“We did this to ourselves,” White said during the call while discussing the less-than-expected growth of the division, according to a SeekingAlpha transcript.
The company’s neuromod division reported growth of 6.9% compared with the same quarter during the previous year, which was smaller than the company saw in its diabetes care, structural heart and electrophysiology divisions.
While the numbers aren’t negative, they don’t compare to the nearly 50% growth the newly added division saw the previous year.
CEO White said the lowered growth was caused by the company not investing more in their sales force, which he said was essential to growing the neuromodulation division.
“This is a business where the business is very dependent on the involvement of the representative, the sales representative, et cetera, not only with the physician but also with the patients. And we did not expand our sales force in concert with the rate of explosive growth we experienced,” White said, according to SeekingAlpha.
The company did eventually expand its sales force, White said, but ended up causing more disruption through the sudden addition of new salespeople and the need to divide territories.
“So I think we have added to our comp issue here. So do I think it gets back to market growth? Yes, absolutely. I think this is a temporary condition created by us. It will fixed by us. And we will figure out how to successively expand our sales force in concert with our growth in, let’s just call it, a smoother fashion in the future,” White said, according to SeekingAlpha.
White commented on the company’s cardiac rhythm management business, which saw sales shrink 1.5% compared to the same quarter during the previous year, saying a comparison to last year was “tough” due to their launch of low voltage MRI compatible products during the second quarter.
Beyond the launch-comparison woes, White said the drop was partially due to timing of battery replacements from its previously acquired St. Jude business.
“There is also sort of an underlying battery replacement timing thing going on here because when St. Jude, prior to us, in 2015, 2016 had it’s battery issues, it pulled forward a lot of replacements to replace those batteries.

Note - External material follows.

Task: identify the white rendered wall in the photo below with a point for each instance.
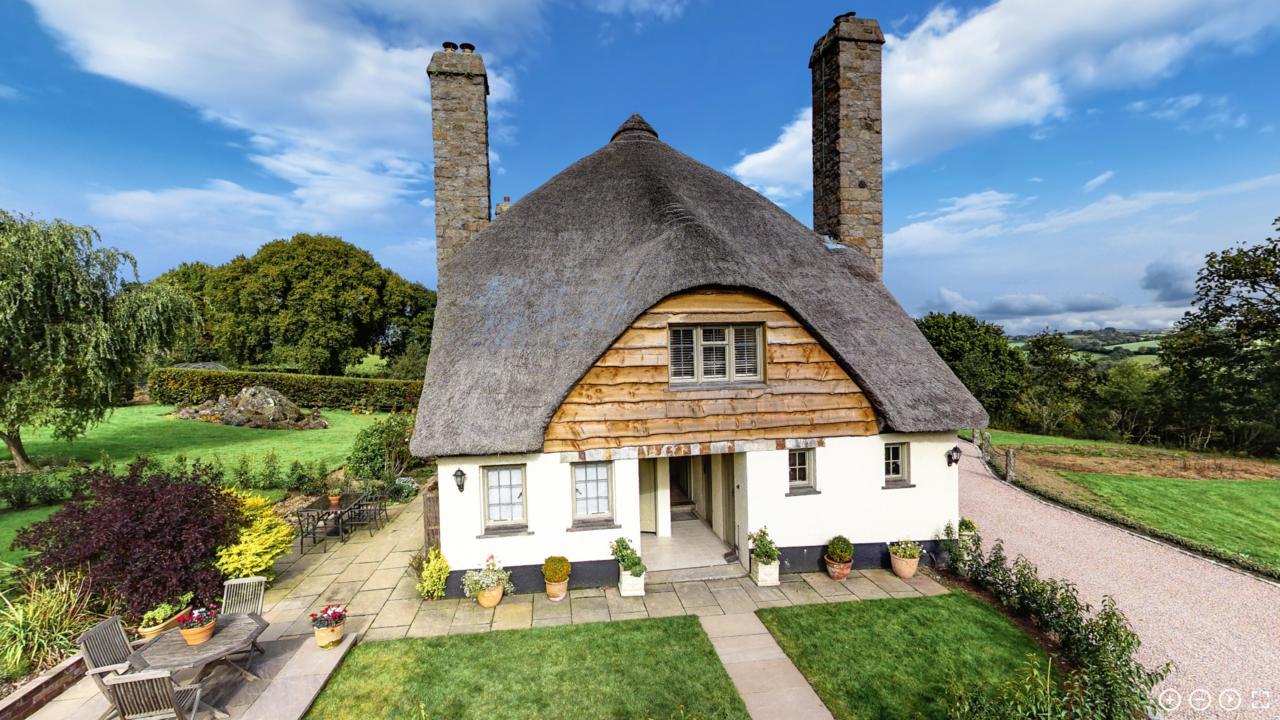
(549, 511)
(851, 499)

So you see fewer replacements now because they were pulled forward, whereas in the de novo segment, we have got new patients, we are doing extremely well,” White said, according to SeekingAlpha.

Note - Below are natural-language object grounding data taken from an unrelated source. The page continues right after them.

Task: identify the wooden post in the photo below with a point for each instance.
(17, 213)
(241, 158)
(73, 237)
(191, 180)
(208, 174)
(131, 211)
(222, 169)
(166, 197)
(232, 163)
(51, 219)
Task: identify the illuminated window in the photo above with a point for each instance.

White was optimistic that the division will “pick up in the future with a bit of a tailwind” once the company moves past the battery replacement issues, though he added that the rest of the year may be flat for CRM.

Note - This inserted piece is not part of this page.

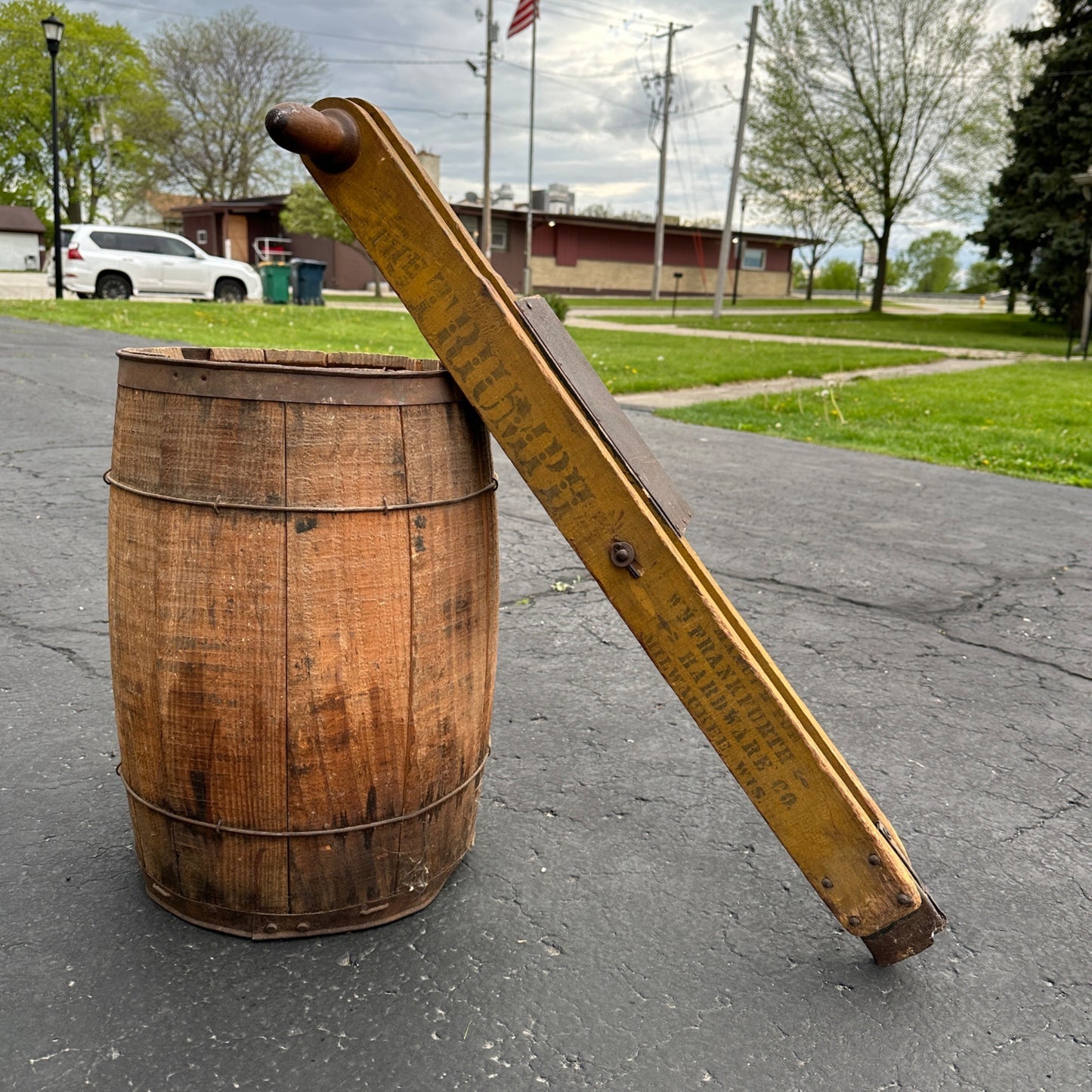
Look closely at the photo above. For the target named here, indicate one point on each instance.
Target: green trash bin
(275, 277)
(307, 281)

“We are not happy with what the growth rate looks like, but we think we understand why,” White said, according to the report.
Structural heart & MitraClip
The company saw large gains in its structural heart division, reporting growth of 17.5% for the quarter.
White was bullish on the company’s MitraClip device, which won FDA approval for a next-gen version earlier this month.
“I think MitraClip definitely opens up to more patients just because of the size changes and so forth that we have got more flexibility with that product. And any time you can do incremental improvements of products and enhance them further, you are extending their reach, extending their life, the competitiveness, et cetera. So I think all that’s good for our structural heart business and then we have got more things in our pipeline coming,” White said, according to SeekingAlpha.
Investor relations VP Scott Leinenweber said the MitraClip, and its associated business is “hitting on all cylinders,” and added that there’s a “lot of growth in front of it,” according to the transcript.
The company’s heart failure division saw US sales shrink 5%, while international sales grew 27.6%, equaling out to overall growth of 2.4%
White was mostly quiet about the division, but noted that the company needs a destination therapy claim and that when it receives it, he thinks “we are going to be in great shape.”
White commented that the company isn’t looking to make waves with any big M&A deals in the immediate future, and that the company is making paying down its debt a priority.
“I don’t have big M&A on the radar screen or big transactions on the radar screen. I would say from a capital or cash allocation standpoint, I am going to keep paying down debt because I think that’s a prudent path for now. I always like having maximum strategic flexibility for the company. I think our path here is clear,” White said, according to SeekingAlpha.
While M&A may not be the immediate focus, White said that it was still something the company would be willing to consider if the opportunity is a good fit for Abbott.
“We like the hand we are holding and that means you have got to make sure that as a baseline can deliver your company’s strategic goals and in our case, it does. So that means any transaction for us becomes opportunistic and does that opportunity fit us strategically? Is it something we are prepared to react or respond to? We would like to be in a position where it’s a choice, not a necessity per se. And I think that’s where we are. And right now, we have said for this period of time, because we took on a lot of debt to conclude the St. Jude and Alere acquisitions, we want to pay down that debt,” White said, according to the transcript.